REST and authentication variants

Question

I am currently working on a REST library for .net, and I would like to hear some opinions about an open point I have: REST and authentication.

Here is an example of an RESTful interface used with the library:

[RestRoot("/user")]
public interface IUserInterface
{
  [RestPut("/")]
  void Add(User user);

  [RestGet("/")]
  int[] List();

  [RestGet("/get/{id}")]
  User Get(int id);

  [RestDelete("/delete/{id}")]
  void Delete(int id);
}

The server code then just implements the interface and the clients can obtain the same interface through a factory. Or if the client is not using the library a standard HTTP request also works.

I know that there are the major ways of either using HTTP Basic Auth or sending a token to requests requiring authenticated users.

The first method (HTTP Basic Auth), has the following issues (partly web browser specific):

• The password is transmitted with every request - even with SSL this has some kind of "bad feeling".
• Since the password is transmitted with a request header, it would be easy for an local attacker to look at the transmitted headers to gain the password.
• The password is available in the browsers memory.
• No standard way to expire user "sessions".
• Login with a browser interrupts the look and feel of a page.

The issues for the second method are more focused on implementation and library use:

• Each request URI which needs authentication must have a parameter for the token, which is just very repetitive.
• There is a lot more code to write if each method implementation needs to check if a token is valid.
• The interface will become less specific e.g. [RestGet("/get/{id}")] vs. [RestGet("/get/{id}/{token}")].
• Where to put the token: at the end of the URI? after the root? somewhere else?

---

My idea was to pass the token as parameter to the URL like http:/server/user/get/1234?token=token_id.

Another possibility would be to send the parameter as an HTTP header, but this would complicate usage with plain HTTP clients I guess.

The token would get passed back to the client as a custom HTTP header ("X-Session-Id") on each request.

This then could be completely abstracted from the interface, and any implementation needing authentication could just ask which user the token (if given) belongs to.

Do you think this would violate REST too much or do you have any better ideas?

Answer 1

I tend to believe that authentication details belong in the header, not the URI. If you rely on a token being placed on the URI, then every URI in your application will need to be encoded to include the token. It would also negatively impact caching. Resources with a token that is constantly changing will no longer be able to be cached. Resource related information belongs in the URI, not application related data such as credentials.

It seems you must be targeting web browsers as a client? If so you could investigate using HTTP Digest access authentication or issuing clients their own SSL certificates to uniquely identify and authenticate them. Also, I don't think that session cookies are necessarily a bad thing. Especially when having to deal with a browser. As long as you isolate the cookie handling code and make the rest of the application not rely on it you would be fine. The key is only store the user's identity in the session, nothing else. Do not abuse server side session state.

If you are targeting clients other than the browser then there are a number of approaches you can take. I've had luck with using Amazon's S3 Authentication mechanism.

This is all very subjective of course. Purity and following REST to the letter can sometimes be impractical. As long as you minimize and isolate such behavior, the core of your application can still be RESTful.

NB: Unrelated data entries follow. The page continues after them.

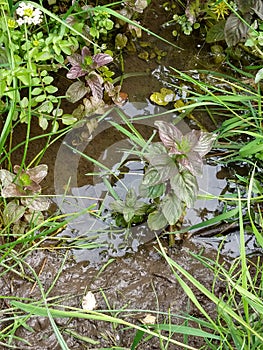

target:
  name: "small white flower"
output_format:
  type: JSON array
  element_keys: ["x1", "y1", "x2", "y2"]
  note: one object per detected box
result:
[{"x1": 82, "y1": 292, "x2": 97, "y2": 311}]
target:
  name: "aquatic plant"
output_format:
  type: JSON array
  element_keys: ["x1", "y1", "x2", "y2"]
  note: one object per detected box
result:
[
  {"x1": 0, "y1": 164, "x2": 50, "y2": 236},
  {"x1": 111, "y1": 121, "x2": 217, "y2": 230}
]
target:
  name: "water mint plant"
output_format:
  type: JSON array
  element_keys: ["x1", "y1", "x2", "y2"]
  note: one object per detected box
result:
[
  {"x1": 111, "y1": 121, "x2": 216, "y2": 230},
  {"x1": 0, "y1": 164, "x2": 50, "y2": 235},
  {"x1": 66, "y1": 46, "x2": 113, "y2": 102}
]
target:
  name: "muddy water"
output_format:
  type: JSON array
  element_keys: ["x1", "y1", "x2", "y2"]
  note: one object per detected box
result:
[{"x1": 0, "y1": 4, "x2": 262, "y2": 350}]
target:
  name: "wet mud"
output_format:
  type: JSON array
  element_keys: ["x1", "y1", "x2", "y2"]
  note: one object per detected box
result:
[{"x1": 0, "y1": 2, "x2": 261, "y2": 350}]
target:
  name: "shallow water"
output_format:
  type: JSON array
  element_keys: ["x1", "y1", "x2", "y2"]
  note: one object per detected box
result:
[
  {"x1": 54, "y1": 101, "x2": 231, "y2": 264},
  {"x1": 0, "y1": 1, "x2": 261, "y2": 350}
]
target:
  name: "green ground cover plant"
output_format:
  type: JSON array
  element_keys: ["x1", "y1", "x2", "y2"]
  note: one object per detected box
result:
[{"x1": 0, "y1": 0, "x2": 263, "y2": 350}]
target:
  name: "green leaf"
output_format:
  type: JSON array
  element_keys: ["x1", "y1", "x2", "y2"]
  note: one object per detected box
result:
[
  {"x1": 3, "y1": 201, "x2": 25, "y2": 225},
  {"x1": 38, "y1": 116, "x2": 48, "y2": 130},
  {"x1": 170, "y1": 171, "x2": 198, "y2": 208},
  {"x1": 20, "y1": 97, "x2": 28, "y2": 108},
  {"x1": 42, "y1": 75, "x2": 54, "y2": 85},
  {"x1": 62, "y1": 114, "x2": 78, "y2": 125},
  {"x1": 123, "y1": 206, "x2": 135, "y2": 223},
  {"x1": 224, "y1": 13, "x2": 248, "y2": 46},
  {"x1": 35, "y1": 51, "x2": 53, "y2": 62},
  {"x1": 239, "y1": 139, "x2": 263, "y2": 157},
  {"x1": 35, "y1": 95, "x2": 46, "y2": 102},
  {"x1": 45, "y1": 85, "x2": 58, "y2": 94},
  {"x1": 125, "y1": 188, "x2": 137, "y2": 208},
  {"x1": 147, "y1": 210, "x2": 168, "y2": 231},
  {"x1": 161, "y1": 191, "x2": 183, "y2": 225},
  {"x1": 140, "y1": 183, "x2": 166, "y2": 199},
  {"x1": 31, "y1": 88, "x2": 43, "y2": 96},
  {"x1": 205, "y1": 21, "x2": 226, "y2": 44},
  {"x1": 142, "y1": 167, "x2": 161, "y2": 187}
]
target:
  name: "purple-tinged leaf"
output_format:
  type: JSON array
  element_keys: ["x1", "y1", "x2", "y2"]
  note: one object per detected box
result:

I highly recommend RESTful Web Services as a great source of REST information and approaches.

Answer 2

I agree with workmad3, if session life time needs to be maintained you should create a session resource. Post on that resource with user credentials (either basic authentication or credentials in the body content) will return unique session id. Delete on /session/{id} will log out the user.

If you want to control the session expiry time. When creating new session (post on session resource) the server will set a cookie on the response (using standard set-cookie header). The cookie will contain expiry time. The cookie string should be encrypted on the server, so only the server can open that cookie. Every consequent request to the server will send the session cookie in the cookie header. (it will be done automatically for you if your client is a browser). The server needs to "renew" the cookie for every request, i.e. create new cookie with new expiry time (extend session's timeout). Remember to clear the cookie when the user calls delete on the session resource.

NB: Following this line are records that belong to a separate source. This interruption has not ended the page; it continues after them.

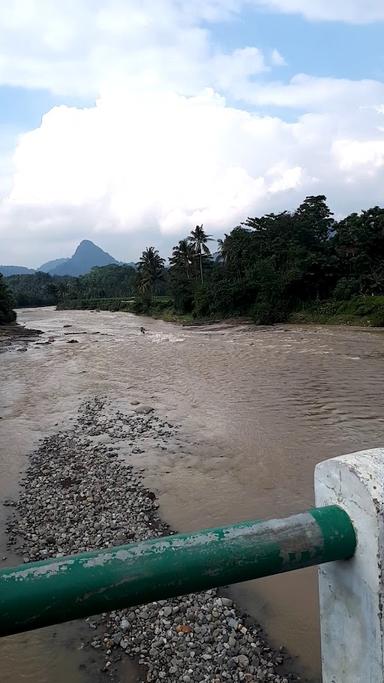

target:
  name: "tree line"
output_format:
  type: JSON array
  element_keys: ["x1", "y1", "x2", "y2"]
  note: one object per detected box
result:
[
  {"x1": 139, "y1": 195, "x2": 384, "y2": 324},
  {"x1": 0, "y1": 195, "x2": 384, "y2": 324}
]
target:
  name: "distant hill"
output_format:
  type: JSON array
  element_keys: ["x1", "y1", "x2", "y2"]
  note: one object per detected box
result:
[
  {"x1": 50, "y1": 240, "x2": 118, "y2": 276},
  {"x1": 0, "y1": 266, "x2": 35, "y2": 277},
  {"x1": 0, "y1": 240, "x2": 131, "y2": 277},
  {"x1": 37, "y1": 258, "x2": 69, "y2": 273}
]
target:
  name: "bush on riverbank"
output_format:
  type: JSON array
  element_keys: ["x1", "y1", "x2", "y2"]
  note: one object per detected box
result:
[
  {"x1": 57, "y1": 297, "x2": 135, "y2": 313},
  {"x1": 289, "y1": 296, "x2": 384, "y2": 327},
  {"x1": 51, "y1": 195, "x2": 384, "y2": 326}
]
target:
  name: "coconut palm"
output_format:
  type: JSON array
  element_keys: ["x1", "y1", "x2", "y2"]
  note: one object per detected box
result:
[
  {"x1": 187, "y1": 225, "x2": 212, "y2": 284},
  {"x1": 136, "y1": 247, "x2": 165, "y2": 300}
]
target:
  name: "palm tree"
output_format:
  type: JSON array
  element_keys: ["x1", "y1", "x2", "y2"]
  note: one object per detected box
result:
[
  {"x1": 217, "y1": 233, "x2": 230, "y2": 263},
  {"x1": 169, "y1": 239, "x2": 195, "y2": 280},
  {"x1": 136, "y1": 247, "x2": 165, "y2": 300},
  {"x1": 187, "y1": 225, "x2": 212, "y2": 284}
]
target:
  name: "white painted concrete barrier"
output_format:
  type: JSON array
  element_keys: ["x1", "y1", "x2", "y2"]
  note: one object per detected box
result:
[{"x1": 315, "y1": 448, "x2": 384, "y2": 683}]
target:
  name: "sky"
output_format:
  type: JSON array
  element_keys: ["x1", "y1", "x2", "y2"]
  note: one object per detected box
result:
[{"x1": 0, "y1": 0, "x2": 384, "y2": 267}]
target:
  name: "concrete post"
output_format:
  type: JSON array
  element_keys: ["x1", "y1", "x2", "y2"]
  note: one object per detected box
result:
[{"x1": 315, "y1": 448, "x2": 384, "y2": 683}]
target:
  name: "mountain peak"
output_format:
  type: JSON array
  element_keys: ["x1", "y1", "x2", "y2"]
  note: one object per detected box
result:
[{"x1": 50, "y1": 240, "x2": 118, "y2": 276}]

If you want your application to be more secured you can store the client IP in the cookie itself, so when a request arrives the server can validate that it was sent from the "original" client. But remember that this solution can be problematic when proxies are involved, because the server might "see" all the requests as coming from the same client.

Answer 3

The rest authentication I've seen treats the sessions as a REST resource for creation, destruction etc. and then the session ID is passed to and fro. The ones I've seen tend to use the session cookie for this as it's the only way to secure it really. If you pass the session id in the URL, you don't have any way of really authenticating it came from the correct client.

Authentication is a tricky problem with REST though, as it requires some form of state to be kept outside the URL which infringes upon REST principles of the URL being all that is required to represent state.